In fact, it’s calling on other district employees to step into classrooms to replace teachers.
“Some [after-school programs] are run strictly by the district,” said Jen Dietrich, director of policy for the Partnership for Children & Youth, a California advocacy group for those working with underserved youth.
Leaders of programs with school district employees have expressed concern that their staff could be called in.
One program, LA’s Best, is an unusual public-private partnership. Founded 30 years ago by then-Los Angeles Mayor Tom Bradley and then-LAUSD Superintendent Leonard Britton, it functions as a nonprofit organization that is at the same time a division of the school district.
Other after-school programs are run on school sites by community-based organizations that contract with the school district. Their staff could also be asked to fill in for teachers, said some after-school leaders who did not want to be named.
In California, after-school programs are strongly connected with schools as a result of $600 million in state funding for expanded learning. California allocates more money for after-school programs than any other state in the nation, said Jen Rinehart, senior vice president of research and policy for the Afterschool Alliance.

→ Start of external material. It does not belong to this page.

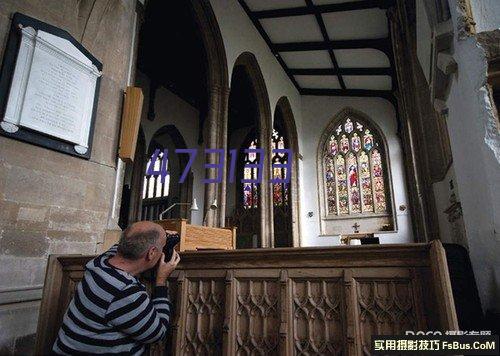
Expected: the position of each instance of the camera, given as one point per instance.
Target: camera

Coupled with federal funds, this money is used to operate after-school programs in half the state’s public schools, according to a California Afterschool Network report. The focus is on high-poverty areas, with more than 75 percent of elementary schools in low-income areas served.
Based on school district documents, the Los Angeles Times estimates schools may be open with about 8 percent of the normal staff. This could include about 4,400 substitute teachers, other district employees and parent volunteers, according to the newspaper.
The school district serves a mostly impoverished population: About 82 percent of students are below the poverty threshold. More than 70 percent are Latino and 50 percent or more have been learning English as a foreign language.
“We don’t want kids to be hurt in all of this,” said Tony Brown, chief executive officer of the Heart of Los Angeles after-school program, which serves 2,200 kids a year at its center. About 90 percent of students in the area live in poverty, he said.
“Schools in this neighborhood have tougher times [than schools in affluent areas],” he said. He doesn’t want to see anything occur that would put kids further behind.
The Heart of Los Angeles will be working as usual to provide classes and activities for about 500 kids per week. The nonprofit organization is funded through foundations and other private donations.
“We all want to see a strong education program,” Brown said.
“I’m disappointed that [the union and the school district] can’t figure out how to make adequate funding a common goal,” he said.